La guerra in Ucraina ormai sembra non fermarsi e, soprattutto nelle prime settimane, milioni di ucraini sono scappati dalla propria terra. Nel Nolano e nel basso Vesuviano la Caritas Diocesana di Nola ha attivato sin da subito personale e strutture, uno su tutte il Centro Elim di Somma Vesuviana. La rete diocesana sta dando ospitalità ad oggi a circa 120 persone provenienti dall’Ucraina. Ad affermarlo è Raffaele Cerciello, vicedirettore della Caritas Diocesana di Nola: “Il numero dipende molto dai processi di inclusione sociale e lavorativa i cui tempi restano molto veloci. Il nostro lavoro è improntato sulla nostra stessa identità, ovvero studio accurato di ogni caso per proporre l’accoglienza più adeguata – aggiunge – La maggior parte di loro sono donne e bambini e praticamente tutti hanno volontà di tornare in Ucraina, ma ovviamente non possono. Stiamo spingendo, grazie ad avvocati ed altri professionisti, gli imprenditori ad accogliere ed includere queste persone grazie soprattutto agli strumenti dati dal Governo“.
“Noi, sempre sulla base della nostra metodologia, abbiamo creato subito un’equipe di lavoro: un pediatra, uno psicologo, un mediatore culturale, il rappresentante della comunità greco-ortodossa, oltre ai parroci ed ai referenti della Caritas – sottolinea Cerciello – Così facendo, ad oggi, abbiamo in un certo senso governato la confusione che si poteva creare in un momento così delicato. Grazie poi alla collaborazione con la Caritas ucraina ed all’inclusione all’interno della Cabina di Regia della Prefettura di Napoli siamo riusciti a conoscere subito nuove istanze di aiuto. Questo, in particolare, ha portato alla creazione di un hub della Prefettura proprio qui a Somma Vesuviana nel nostro centro in modo da ridurre tempi e spostamenti dei richiedenti assistenza ma anche defaticare il lavoro della stessa Prefettura a Napoli“.

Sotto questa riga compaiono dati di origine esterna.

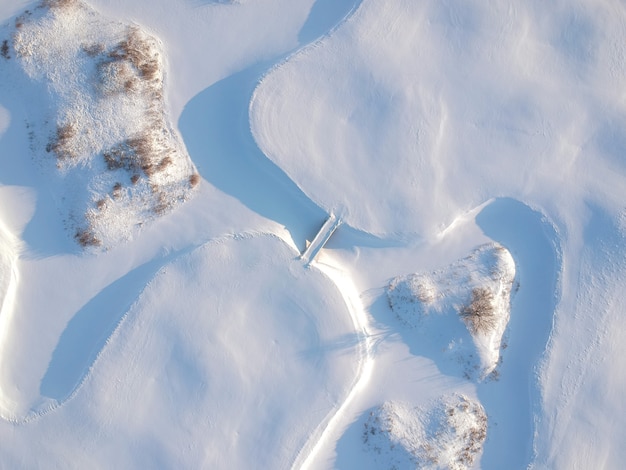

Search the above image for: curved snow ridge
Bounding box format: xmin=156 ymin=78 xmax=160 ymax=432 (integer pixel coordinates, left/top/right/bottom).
xmin=0 ymin=241 xmax=200 ymax=424
xmin=0 ymin=219 xmax=20 ymax=420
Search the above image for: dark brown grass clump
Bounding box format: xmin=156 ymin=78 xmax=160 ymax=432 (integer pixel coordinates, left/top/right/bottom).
xmin=46 ymin=123 xmax=76 ymax=160
xmin=42 ymin=0 xmax=78 ymax=10
xmin=189 ymin=173 xmax=200 ymax=188
xmin=74 ymin=229 xmax=102 ymax=248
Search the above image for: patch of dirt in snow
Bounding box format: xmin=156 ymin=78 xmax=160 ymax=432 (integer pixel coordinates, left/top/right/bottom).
xmin=2 ymin=0 xmax=199 ymax=247
xmin=362 ymin=395 xmax=487 ymax=470
xmin=0 ymin=220 xmax=17 ymax=315
xmin=387 ymin=243 xmax=515 ymax=380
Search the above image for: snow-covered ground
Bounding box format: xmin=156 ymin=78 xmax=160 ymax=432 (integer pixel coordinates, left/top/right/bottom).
xmin=0 ymin=0 xmax=626 ymax=469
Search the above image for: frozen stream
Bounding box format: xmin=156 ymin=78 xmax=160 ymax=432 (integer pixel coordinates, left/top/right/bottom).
xmin=476 ymin=198 xmax=561 ymax=470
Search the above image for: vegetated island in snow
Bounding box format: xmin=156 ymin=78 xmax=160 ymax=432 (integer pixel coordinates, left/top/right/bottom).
xmin=0 ymin=0 xmax=200 ymax=247
xmin=0 ymin=219 xmax=18 ymax=320
xmin=387 ymin=243 xmax=515 ymax=380
xmin=363 ymin=394 xmax=487 ymax=470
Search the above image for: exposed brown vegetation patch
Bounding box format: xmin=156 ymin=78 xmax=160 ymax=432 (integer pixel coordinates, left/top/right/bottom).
xmin=189 ymin=173 xmax=200 ymax=188
xmin=0 ymin=39 xmax=11 ymax=59
xmin=109 ymin=28 xmax=161 ymax=81
xmin=41 ymin=0 xmax=78 ymax=10
xmin=459 ymin=287 xmax=497 ymax=334
xmin=74 ymin=229 xmax=102 ymax=248
xmin=81 ymin=43 xmax=105 ymax=57
xmin=46 ymin=123 xmax=76 ymax=160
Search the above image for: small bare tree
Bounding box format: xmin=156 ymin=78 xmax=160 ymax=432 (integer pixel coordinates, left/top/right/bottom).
xmin=459 ymin=287 xmax=497 ymax=334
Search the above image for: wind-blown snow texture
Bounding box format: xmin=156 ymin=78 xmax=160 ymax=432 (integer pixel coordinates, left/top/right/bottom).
xmin=387 ymin=245 xmax=515 ymax=379
xmin=0 ymin=0 xmax=626 ymax=469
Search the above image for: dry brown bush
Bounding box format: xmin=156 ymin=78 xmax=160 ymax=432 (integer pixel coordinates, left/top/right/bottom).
xmin=112 ymin=182 xmax=122 ymax=199
xmin=74 ymin=229 xmax=102 ymax=247
xmin=81 ymin=42 xmax=104 ymax=57
xmin=46 ymin=123 xmax=76 ymax=160
xmin=459 ymin=287 xmax=497 ymax=333
xmin=42 ymin=0 xmax=78 ymax=10
xmin=109 ymin=28 xmax=161 ymax=81
xmin=0 ymin=39 xmax=11 ymax=59
xmin=156 ymin=155 xmax=174 ymax=171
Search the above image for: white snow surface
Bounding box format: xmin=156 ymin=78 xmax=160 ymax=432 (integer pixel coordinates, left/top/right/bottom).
xmin=387 ymin=244 xmax=515 ymax=379
xmin=0 ymin=0 xmax=626 ymax=470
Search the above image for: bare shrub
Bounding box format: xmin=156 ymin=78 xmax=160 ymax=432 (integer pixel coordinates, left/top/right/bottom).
xmin=459 ymin=287 xmax=497 ymax=334
xmin=152 ymin=188 xmax=171 ymax=215
xmin=15 ymin=10 xmax=33 ymax=29
xmin=102 ymin=142 xmax=139 ymax=171
xmin=81 ymin=43 xmax=104 ymax=57
xmin=112 ymin=182 xmax=122 ymax=199
xmin=156 ymin=155 xmax=174 ymax=172
xmin=0 ymin=39 xmax=11 ymax=59
xmin=96 ymin=59 xmax=139 ymax=95
xmin=42 ymin=0 xmax=78 ymax=10
xmin=189 ymin=173 xmax=200 ymax=188
xmin=109 ymin=28 xmax=161 ymax=81
xmin=74 ymin=229 xmax=102 ymax=248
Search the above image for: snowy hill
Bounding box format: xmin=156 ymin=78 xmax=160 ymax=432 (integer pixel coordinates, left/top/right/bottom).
xmin=0 ymin=0 xmax=626 ymax=470
xmin=3 ymin=0 xmax=199 ymax=247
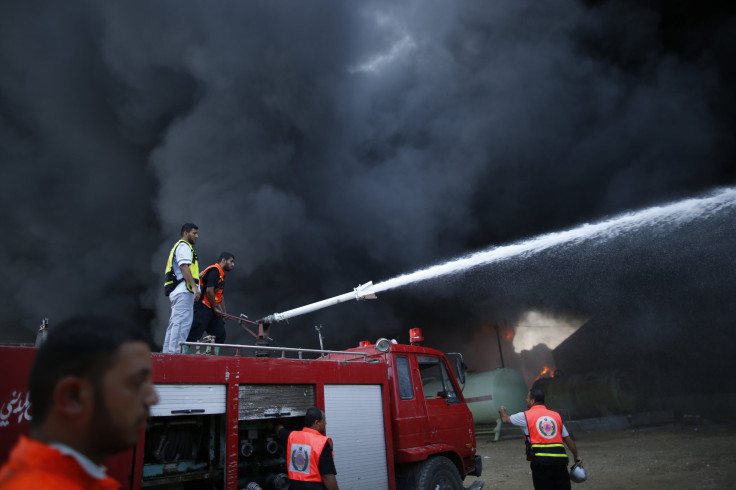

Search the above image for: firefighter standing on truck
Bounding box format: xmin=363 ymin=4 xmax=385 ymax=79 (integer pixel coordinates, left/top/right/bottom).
xmin=187 ymin=252 xmax=235 ymax=344
xmin=276 ymin=407 xmax=338 ymax=490
xmin=498 ymin=388 xmax=583 ymax=490
xmin=163 ymin=223 xmax=200 ymax=354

“Vorrei ringraziare il nostro pediatra, il dottor Antonio Pallo, e il nostro psicoterapeuta, il dottor Giuseppe Auriemma – afferma ancora il vicedirettore Cerciello – Grazie a loro abbiamo potuto accettare diverse sfide. Ci siamo concentrati soprattutto sull’accoglienza di mamme con bambini piccoli con malattie o disabilità. Grazie a questo lavoro hanno potuto continuare qui i percorsi di cura. E’ il caso, ad esempio, di un bambino affetto da spina bifida e che, scappato dall’Ucraina, qui ha trovato accoglienza ma anche assistenza grazie al nostro lavoro ed all’intervento del Santobono e dell’Asl. Noi ci siamo sentiti meno soli e così abbiamo potuto aiutare la mamma e il suo bambino“.
“Anche questa emergenza ci ha dimostrato che un reale lavoro di rete, dove si mettono in comune le risorse a prescindere da chi sei, ci ha fatto vivere questa accoglienza in maniera più sostenibile – ha sottolineato – Non so cosa succederà in futuro ma io dico: continuiamo. Lo dico soprattutto ai servizi sociali dei Comuni. Vediamoci insieme ai tavoli, non solo in fase di emergenza. Il nostro obiettivo resta quello di accompagnare queste persone verso il raggiungimento del loro desiderio, che possa essere restare qui o tornare in Ucraina – ha chiosato Cerciello – Poi c’è da domandarci: che tipo di comunità saremo? Riusciremo a dire di no ad un migrante che dorme in strada ai nostri piedi dopo questa nuova emergenza umanitaria? Siamo cambiati dopo questa esperienza? Siamo capaci di essere solidali con tutti? Anche, magari, con chi dorme in strada, a cui facciamo la foto ma non chiediamo nulla. Questa è la mia provocazione“.